Get meta-information of an image. Lorem ipsum dolor sit amet, consectetuer adipiscing elit.
Aenean commodo
ligula eget dolor. Aenean massa. Cum sociis natoque penatibus
et magnis dis
parturient montes, nascetur ridiculus mus. :param filepath: Get metadata from this file
:type filepath: str
:param a_number: Some more details
:type a_number: int
:param a_dict: Configuration
:type a_dict: dict :returns: dict -- Extracted meta information :raises: IOError
"""

片状8 (Flake8)

You should always use a linter, as Alberto Gimeno pointed out. They can check your style, but more importantly, show potential errors.

正如Alberto Gimeno指出的那样, 您应该始终使用短绒 。 他们可以检查您的样式,但更重要的是,可以显示潜在的错误。

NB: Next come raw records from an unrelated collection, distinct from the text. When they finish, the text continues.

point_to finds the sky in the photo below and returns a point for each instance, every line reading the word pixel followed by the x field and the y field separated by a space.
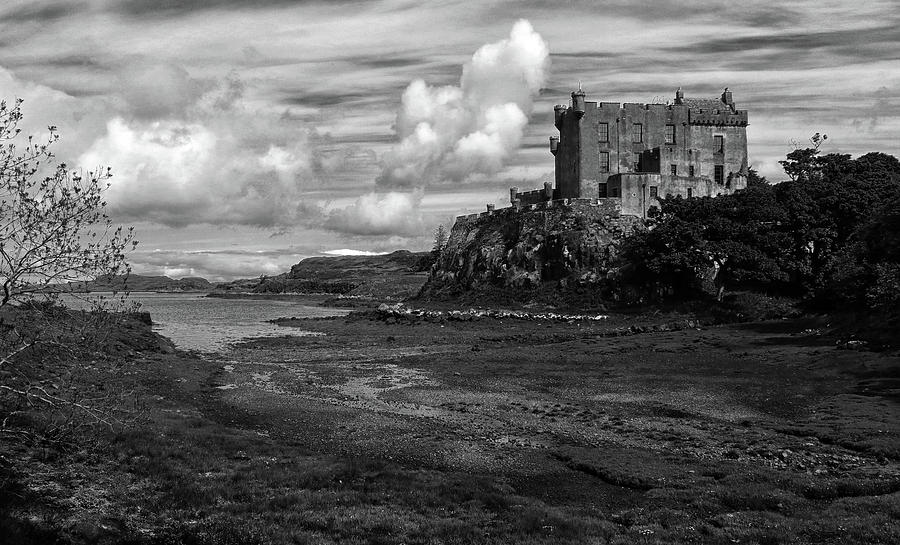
pixel 244 136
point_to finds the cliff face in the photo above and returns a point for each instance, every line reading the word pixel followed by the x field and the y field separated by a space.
pixel 562 241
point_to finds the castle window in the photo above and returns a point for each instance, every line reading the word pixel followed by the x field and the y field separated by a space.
pixel 670 134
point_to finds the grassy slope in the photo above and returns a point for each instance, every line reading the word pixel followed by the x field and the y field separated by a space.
pixel 492 432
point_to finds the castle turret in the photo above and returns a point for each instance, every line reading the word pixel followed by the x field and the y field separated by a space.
pixel 726 97
pixel 558 111
pixel 578 102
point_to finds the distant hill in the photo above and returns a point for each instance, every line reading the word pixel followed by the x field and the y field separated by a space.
pixel 394 276
pixel 136 282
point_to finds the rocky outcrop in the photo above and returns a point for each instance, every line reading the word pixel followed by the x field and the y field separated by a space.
pixel 573 241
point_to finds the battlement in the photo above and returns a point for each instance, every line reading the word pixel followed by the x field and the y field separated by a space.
pixel 608 207
pixel 722 117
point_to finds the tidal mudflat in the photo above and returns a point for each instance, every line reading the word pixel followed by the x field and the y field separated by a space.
pixel 502 431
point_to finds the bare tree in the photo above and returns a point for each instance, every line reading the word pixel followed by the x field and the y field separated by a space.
pixel 53 230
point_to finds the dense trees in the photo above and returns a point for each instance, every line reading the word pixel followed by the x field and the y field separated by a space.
pixel 831 235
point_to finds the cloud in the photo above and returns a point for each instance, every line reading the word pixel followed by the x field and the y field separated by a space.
pixel 211 161
pixel 156 90
pixel 214 265
pixel 392 213
pixel 453 132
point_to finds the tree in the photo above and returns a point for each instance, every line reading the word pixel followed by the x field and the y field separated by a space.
pixel 52 225
pixel 53 229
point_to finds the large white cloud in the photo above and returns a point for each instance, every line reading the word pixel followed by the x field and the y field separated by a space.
pixel 391 213
pixel 451 133
pixel 212 161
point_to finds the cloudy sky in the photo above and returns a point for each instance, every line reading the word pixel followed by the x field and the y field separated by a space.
pixel 245 135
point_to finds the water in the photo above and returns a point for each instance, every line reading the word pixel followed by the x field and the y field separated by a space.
pixel 196 322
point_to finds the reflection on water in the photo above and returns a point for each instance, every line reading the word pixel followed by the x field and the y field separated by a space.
pixel 196 322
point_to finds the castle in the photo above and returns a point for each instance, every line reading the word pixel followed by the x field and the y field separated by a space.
pixel 636 154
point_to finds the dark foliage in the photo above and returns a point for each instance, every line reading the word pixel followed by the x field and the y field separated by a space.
pixel 831 236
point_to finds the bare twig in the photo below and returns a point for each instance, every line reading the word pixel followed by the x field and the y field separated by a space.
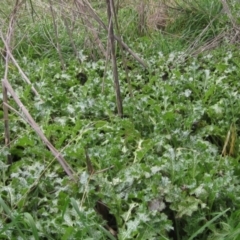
pixel 101 23
pixel 7 52
pixel 56 36
pixel 114 61
pixel 18 67
pixel 37 129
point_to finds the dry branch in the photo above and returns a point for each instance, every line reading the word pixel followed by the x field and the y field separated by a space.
pixel 37 129
pixel 114 60
pixel 93 14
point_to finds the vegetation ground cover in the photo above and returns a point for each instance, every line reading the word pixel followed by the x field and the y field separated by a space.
pixel 168 169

Flake8 is a wrapper around PyFlakes, pycodestyle, and a McCabe script. It is the most commonly used tool for linting in Python. Flake8 is awesome because there are so many plugins for it. I found 223 packages with the string “flake8” within the name and looked at many of them. I’ve also looked at packages with the trove classifier Framework :: Flake8 and found 143 packages of which 122 started with flake8- . Only 21 packages had the Flake8 Framework trove classifier but didn’t start with flake8- and only two of them looked interesting.

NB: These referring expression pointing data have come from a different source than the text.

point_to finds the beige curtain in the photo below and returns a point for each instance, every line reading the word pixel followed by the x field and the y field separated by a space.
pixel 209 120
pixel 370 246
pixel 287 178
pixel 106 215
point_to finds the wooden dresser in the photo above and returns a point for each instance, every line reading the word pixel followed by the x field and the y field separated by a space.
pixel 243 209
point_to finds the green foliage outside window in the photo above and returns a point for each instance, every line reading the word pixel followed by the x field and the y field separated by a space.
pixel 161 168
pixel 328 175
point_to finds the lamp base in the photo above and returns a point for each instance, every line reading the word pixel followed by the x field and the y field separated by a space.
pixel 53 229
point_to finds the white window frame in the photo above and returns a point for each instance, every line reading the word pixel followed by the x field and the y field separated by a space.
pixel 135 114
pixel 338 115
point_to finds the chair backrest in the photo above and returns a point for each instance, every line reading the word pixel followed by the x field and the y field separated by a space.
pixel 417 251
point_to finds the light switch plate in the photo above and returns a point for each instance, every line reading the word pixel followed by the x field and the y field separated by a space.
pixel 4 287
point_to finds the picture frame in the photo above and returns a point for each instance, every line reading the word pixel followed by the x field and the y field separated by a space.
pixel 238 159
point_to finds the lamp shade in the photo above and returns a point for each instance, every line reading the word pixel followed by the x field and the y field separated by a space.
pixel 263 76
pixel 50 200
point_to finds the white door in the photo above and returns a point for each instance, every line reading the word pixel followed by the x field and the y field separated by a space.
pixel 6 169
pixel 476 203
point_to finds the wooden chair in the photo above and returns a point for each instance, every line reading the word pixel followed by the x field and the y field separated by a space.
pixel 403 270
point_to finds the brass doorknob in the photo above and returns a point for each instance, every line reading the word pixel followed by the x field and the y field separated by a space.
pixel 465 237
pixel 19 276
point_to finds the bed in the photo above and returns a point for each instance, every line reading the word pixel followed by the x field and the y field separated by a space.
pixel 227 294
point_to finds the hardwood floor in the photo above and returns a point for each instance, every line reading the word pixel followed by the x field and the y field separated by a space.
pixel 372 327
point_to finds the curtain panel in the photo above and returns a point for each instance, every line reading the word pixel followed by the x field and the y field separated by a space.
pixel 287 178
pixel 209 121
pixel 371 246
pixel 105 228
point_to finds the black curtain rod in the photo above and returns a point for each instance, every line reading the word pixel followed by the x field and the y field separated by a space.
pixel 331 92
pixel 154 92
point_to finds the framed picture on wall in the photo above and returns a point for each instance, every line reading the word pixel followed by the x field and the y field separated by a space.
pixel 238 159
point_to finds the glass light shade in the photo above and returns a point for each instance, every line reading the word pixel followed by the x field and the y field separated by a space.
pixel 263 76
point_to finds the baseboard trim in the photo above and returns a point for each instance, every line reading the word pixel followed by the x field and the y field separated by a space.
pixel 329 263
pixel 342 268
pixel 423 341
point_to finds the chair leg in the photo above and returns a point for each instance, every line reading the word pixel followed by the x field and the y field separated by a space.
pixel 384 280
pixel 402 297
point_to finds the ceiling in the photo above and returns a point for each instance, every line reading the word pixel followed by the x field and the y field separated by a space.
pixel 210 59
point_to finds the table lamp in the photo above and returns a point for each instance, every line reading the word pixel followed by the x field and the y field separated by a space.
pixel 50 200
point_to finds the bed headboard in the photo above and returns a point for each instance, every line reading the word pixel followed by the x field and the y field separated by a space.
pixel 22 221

Flake8是PyFlakes,pycodestyle和McCabe脚本的包装。 它是Python中最常用的掉毛工具。 Flake8很棒,因为有很多插件。 我找到了223个名称中带有字符串“ flake8”的软件包,并查看了其中的许多软件包。 我还使用Framework :: Flake8分类器Framework :: Flake8查看了软件包,发现143个软件包,其中122个以flake8- 。 只有21个软件包具有Flake8 Framework trove分类器,但并非以flake8-开头,并且其中只有两个看起来很有趣。

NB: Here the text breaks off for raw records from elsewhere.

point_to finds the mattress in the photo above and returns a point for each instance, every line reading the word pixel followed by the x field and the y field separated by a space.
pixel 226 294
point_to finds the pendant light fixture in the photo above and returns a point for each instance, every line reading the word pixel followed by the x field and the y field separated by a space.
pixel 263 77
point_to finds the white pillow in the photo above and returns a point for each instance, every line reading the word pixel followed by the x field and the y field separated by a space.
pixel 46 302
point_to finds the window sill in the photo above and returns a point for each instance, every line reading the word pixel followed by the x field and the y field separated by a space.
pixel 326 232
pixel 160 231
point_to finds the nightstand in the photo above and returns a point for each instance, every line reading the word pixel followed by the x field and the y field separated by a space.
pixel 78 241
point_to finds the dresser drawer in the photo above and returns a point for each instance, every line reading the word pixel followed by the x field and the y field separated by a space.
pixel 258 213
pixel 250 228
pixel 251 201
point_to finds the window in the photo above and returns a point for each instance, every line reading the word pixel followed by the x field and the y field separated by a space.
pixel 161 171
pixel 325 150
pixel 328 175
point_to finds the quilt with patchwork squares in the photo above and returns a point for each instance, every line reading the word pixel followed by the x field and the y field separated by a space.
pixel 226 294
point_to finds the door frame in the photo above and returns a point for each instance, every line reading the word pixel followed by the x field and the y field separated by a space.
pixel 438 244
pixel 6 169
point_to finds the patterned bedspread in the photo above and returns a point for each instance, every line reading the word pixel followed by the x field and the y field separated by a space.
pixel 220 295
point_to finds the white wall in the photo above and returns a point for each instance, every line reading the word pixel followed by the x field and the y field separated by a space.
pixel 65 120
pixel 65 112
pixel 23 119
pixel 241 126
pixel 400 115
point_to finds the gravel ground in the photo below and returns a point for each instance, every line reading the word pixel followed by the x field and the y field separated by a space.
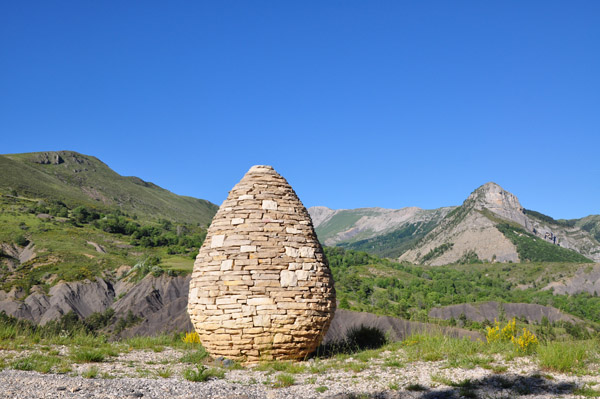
pixel 136 374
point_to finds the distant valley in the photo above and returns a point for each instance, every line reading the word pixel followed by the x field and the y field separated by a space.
pixel 79 240
pixel 490 226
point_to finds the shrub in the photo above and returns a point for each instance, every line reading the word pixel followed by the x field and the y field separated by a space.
pixel 21 240
pixel 365 337
pixel 202 373
pixel 191 338
pixel 525 343
pixel 284 380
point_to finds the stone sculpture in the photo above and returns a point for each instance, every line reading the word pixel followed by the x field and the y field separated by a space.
pixel 261 288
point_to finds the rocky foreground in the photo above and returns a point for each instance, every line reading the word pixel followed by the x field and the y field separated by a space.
pixel 148 374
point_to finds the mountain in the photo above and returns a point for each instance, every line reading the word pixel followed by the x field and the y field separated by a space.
pixel 491 225
pixel 383 232
pixel 76 179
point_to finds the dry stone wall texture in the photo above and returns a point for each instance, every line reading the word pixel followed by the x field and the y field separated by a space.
pixel 261 288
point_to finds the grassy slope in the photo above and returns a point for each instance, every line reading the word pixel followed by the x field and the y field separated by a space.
pixel 63 251
pixel 368 283
pixel 393 244
pixel 342 221
pixel 85 180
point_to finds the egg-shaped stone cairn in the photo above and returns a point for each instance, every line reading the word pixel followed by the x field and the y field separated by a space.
pixel 261 288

Side note: Typo squatting is an issue every open package repository has to fight with (Bachelor’s Thesis: Typosquatting in Programming Language Package Managers which has a blog post and an interesting follow-up, Bachelor’s Thesis: Attacks on Package Managers). There are examples in Python for it causing harm (2017, 2017, 2017, 2019, 2019, 2019). There is pypi-scan for finding examples and pypi-parker to prevent common typos to be used. William Bengtsson also did something similar to harden the Python community against this thread. See his article below for more information about his project. Package parkinginflates the number of packages on PyPI and I filtered them by looking for the summary “A package to prevent exploit”.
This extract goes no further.